Run static analysis, inspect effective proxy configuration, and execute representative positive and negative traffic tests where permitted. A negative test must show that forbidden traffic fails; a positive test must ensure remediation does not break required traffic.

When evidence conflicts:

  1. Prefer observed data-plane behavior over intended configuration.
  2. Check revision, selector, attachment, and stale-proxy causes.
  3. Keep the finding open and lower confidence until reconciled.

Severity And Scoring

Read references/SCORING_AND_MATURITY.md before assigning severity, Zero Trust score, maturity level, or confidence. Severity depends on reachability, asset sensitivity, exploit prerequisites, blast radius, and compensating controls.
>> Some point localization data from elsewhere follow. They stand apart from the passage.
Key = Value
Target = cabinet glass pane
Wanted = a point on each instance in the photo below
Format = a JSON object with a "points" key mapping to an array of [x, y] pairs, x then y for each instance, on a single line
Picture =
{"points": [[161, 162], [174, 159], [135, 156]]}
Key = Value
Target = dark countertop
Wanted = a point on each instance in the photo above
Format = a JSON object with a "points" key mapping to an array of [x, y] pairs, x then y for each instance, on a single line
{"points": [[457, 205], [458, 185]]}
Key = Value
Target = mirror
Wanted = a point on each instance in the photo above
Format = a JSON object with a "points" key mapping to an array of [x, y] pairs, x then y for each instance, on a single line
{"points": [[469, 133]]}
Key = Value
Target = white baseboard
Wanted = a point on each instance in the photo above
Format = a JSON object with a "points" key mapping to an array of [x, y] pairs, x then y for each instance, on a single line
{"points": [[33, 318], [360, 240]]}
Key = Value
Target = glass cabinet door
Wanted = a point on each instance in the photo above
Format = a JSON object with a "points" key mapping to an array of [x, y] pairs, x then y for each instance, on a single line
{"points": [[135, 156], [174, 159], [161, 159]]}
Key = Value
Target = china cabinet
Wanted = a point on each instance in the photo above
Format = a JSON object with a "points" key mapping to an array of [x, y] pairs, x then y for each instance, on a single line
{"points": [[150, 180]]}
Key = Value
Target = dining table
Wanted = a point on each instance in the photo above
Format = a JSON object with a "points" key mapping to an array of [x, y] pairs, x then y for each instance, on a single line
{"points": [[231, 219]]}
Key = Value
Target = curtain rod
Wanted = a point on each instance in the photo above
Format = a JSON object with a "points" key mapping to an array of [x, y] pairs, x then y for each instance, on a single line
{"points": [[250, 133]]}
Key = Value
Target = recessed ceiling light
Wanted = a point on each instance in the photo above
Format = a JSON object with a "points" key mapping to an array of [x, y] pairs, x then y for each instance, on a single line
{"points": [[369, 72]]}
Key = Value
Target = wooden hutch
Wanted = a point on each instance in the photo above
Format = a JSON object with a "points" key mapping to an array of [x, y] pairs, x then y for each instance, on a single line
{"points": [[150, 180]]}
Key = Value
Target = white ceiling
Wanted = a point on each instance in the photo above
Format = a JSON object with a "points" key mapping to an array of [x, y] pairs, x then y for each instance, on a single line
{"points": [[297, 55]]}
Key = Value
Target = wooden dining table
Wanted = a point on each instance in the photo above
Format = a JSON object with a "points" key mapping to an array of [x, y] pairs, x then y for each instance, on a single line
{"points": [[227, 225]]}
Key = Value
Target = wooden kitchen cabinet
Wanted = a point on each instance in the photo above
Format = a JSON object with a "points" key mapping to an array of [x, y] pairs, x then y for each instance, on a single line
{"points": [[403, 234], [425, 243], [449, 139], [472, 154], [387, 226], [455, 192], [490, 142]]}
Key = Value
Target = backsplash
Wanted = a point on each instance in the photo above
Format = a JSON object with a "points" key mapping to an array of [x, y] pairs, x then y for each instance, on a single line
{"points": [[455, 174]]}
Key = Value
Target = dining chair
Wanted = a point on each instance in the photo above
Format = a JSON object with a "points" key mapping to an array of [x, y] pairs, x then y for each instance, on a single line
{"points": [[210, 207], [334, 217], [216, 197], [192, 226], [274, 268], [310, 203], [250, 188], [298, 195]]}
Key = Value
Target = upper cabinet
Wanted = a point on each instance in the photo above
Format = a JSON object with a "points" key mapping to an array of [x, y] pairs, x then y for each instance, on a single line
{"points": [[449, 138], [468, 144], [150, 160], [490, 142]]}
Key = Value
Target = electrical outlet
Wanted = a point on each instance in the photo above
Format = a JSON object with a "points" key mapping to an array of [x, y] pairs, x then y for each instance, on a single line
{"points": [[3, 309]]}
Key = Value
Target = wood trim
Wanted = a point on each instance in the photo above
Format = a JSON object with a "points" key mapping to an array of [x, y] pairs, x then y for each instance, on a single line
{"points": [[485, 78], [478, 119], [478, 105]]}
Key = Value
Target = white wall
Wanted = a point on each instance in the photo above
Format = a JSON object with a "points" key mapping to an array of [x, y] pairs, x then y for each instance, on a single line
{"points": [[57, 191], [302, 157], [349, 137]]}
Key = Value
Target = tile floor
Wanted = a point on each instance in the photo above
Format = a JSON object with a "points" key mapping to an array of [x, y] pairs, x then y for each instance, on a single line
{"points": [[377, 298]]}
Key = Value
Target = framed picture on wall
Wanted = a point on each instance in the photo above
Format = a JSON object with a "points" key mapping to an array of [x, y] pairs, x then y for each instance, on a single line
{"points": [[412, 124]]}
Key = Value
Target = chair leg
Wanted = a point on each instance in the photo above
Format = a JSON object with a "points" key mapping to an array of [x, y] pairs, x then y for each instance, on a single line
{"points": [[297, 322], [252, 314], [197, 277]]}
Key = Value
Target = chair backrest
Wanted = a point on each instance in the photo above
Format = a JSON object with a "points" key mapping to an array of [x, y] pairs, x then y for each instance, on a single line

Do not award maturity credit for controls that are configured but not verified on in-scope workloads.

Output

Use references/OUTPUT_TEMPLATE.md. Every finding must include:

  • severity and confidence
  • affected assets
  • evidence and enforcement status
  • attack scenario and business impact
  • specific remediation
  • validation and rollback steps

Prioritize immediate containment, then 30-day and 90-day work. State assumptions, evidence gaps, residual risk, and the tests required to close each unknown.